Quote from: [Unknown] on November 03, 2003, 12:50:01 PM
Longhorn..... except the plugin thing, but that's a downgrade.

They aren't going to make an IE 7 for XP.  At least according to them...

-[Unknown]

Or maybe they plan to add more features and just not call it IE 7.  Either way I doubt there will be many changes to actual DOM handling...

http://news.com.com/2100-1032_3-5105139.html?tag=nefd_top

-[Unknown]

Haase

The problem that I see with Microsoft here isn't the fact that they're going to go ahead and add colored scrollbars...  yeah...  colored scrollbars...  if you want to do that you can do it.  (I wouldn't bother).  Although it *would* be nice if I can control the border on a select box like I can control the border on a textarea...  Nothing like having a nice complete crisp looking web form, ruined by an ugly ass select box right in the middle of it.  But I digress...

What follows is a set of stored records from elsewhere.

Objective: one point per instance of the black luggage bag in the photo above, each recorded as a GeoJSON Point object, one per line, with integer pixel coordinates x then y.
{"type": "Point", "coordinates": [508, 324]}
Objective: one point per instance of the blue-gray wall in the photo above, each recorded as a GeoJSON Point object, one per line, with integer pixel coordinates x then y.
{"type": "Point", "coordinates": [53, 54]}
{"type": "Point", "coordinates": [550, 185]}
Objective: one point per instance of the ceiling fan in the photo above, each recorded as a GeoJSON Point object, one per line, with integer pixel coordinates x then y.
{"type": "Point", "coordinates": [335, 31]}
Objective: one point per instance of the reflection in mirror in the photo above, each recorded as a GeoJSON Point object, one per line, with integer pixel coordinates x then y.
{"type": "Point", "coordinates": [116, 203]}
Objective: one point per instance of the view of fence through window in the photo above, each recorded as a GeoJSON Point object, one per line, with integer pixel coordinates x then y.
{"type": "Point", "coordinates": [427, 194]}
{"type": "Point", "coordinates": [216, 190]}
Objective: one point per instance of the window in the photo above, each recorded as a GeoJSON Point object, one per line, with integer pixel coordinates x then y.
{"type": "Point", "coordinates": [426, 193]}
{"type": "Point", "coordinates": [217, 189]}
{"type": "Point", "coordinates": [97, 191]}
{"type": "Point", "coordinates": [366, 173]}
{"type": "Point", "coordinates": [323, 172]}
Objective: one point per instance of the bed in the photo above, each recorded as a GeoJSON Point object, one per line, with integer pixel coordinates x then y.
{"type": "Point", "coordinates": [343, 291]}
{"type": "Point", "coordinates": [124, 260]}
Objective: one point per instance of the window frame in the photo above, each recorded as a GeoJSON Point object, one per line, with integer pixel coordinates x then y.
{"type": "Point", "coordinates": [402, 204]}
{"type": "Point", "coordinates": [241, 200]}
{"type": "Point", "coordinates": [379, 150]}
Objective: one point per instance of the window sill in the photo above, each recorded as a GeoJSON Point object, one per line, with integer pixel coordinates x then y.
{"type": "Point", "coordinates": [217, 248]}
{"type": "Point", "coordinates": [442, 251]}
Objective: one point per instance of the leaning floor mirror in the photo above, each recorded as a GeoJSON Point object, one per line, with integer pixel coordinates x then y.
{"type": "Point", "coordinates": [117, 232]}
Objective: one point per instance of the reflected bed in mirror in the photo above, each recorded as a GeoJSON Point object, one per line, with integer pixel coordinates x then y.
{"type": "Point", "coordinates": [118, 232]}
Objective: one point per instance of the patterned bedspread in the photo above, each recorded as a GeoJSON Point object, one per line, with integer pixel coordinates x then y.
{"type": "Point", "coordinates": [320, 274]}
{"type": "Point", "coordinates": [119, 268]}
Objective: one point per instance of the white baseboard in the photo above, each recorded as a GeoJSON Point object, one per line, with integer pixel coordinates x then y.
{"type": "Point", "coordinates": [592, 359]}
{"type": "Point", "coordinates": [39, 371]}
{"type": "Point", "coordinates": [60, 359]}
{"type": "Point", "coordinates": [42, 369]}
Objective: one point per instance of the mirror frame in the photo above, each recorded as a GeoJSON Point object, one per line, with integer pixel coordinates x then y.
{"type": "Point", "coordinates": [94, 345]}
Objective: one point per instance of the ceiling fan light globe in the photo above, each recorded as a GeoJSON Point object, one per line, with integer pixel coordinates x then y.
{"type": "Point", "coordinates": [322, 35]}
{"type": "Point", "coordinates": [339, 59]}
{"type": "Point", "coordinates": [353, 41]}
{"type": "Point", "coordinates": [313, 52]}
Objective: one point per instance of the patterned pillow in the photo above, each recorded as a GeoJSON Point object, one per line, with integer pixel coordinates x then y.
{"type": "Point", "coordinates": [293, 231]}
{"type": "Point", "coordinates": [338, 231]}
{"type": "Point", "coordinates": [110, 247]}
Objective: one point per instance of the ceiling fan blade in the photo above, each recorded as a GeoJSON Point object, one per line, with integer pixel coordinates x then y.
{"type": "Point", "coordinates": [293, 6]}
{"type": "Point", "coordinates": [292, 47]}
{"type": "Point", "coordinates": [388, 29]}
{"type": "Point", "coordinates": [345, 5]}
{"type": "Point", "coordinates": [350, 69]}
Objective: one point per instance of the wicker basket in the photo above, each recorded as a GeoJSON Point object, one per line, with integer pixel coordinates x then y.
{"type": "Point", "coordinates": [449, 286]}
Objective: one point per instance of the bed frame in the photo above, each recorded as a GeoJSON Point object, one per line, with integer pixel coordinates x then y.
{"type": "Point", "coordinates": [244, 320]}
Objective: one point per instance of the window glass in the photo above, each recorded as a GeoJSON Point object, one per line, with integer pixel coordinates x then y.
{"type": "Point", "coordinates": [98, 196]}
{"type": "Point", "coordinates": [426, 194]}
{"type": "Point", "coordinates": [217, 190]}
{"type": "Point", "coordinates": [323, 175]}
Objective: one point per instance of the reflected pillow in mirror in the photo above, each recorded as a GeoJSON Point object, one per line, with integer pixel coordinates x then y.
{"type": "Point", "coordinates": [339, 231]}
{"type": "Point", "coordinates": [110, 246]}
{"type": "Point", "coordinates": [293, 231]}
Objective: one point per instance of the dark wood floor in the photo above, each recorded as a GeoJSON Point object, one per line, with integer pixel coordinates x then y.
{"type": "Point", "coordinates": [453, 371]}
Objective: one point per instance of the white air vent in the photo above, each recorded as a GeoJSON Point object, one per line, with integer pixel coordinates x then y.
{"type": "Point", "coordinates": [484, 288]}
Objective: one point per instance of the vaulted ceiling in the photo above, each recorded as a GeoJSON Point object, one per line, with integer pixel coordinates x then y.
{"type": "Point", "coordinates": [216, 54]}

The problem is the way that Microsoft approaches standards in general.  They have this cart before the horse kind of strategy where they say...  "okay, this is the way we coded things... so this should be the standard."  Where-as everyone else sits around and says...  "Okay, we need to do some coding... what are the standards we should follow"

To me, it's just another part of Microsofts business strategy...  if we make it first, then it becomes a standard, then by the time everyone else adopts it, we'll be at least 1 year ahead of them.  (Everyone who wants colored scrollbars in 2005 will by Longhorn immediately as apposed to waiting until 2006 for it to become a standard and appear everywhere else in 2006).

This is just the tip of the iceberg, really.  I was reading in Software Development times this afternoon that Longhorn will also contain some proprietary XML technology.  There will be a lot of things in Longhorn that takes a basis from "standards" and then blows them out so that they're incompatible with everything else.  For the normal everyday desktop user, it doesn't really matter.  But I think Microsoft is really going to bite themselves in the butt, because it's the developers who are starting to get miffed about it, and ultimately these are the people that create the things that go on the desktop.

Pretty soon it's going to be so that only Microsoft products will work on a Microsoft Operating System - which is just the way that Bill Gates wants things...  if he's not careful, he's going to get his wish.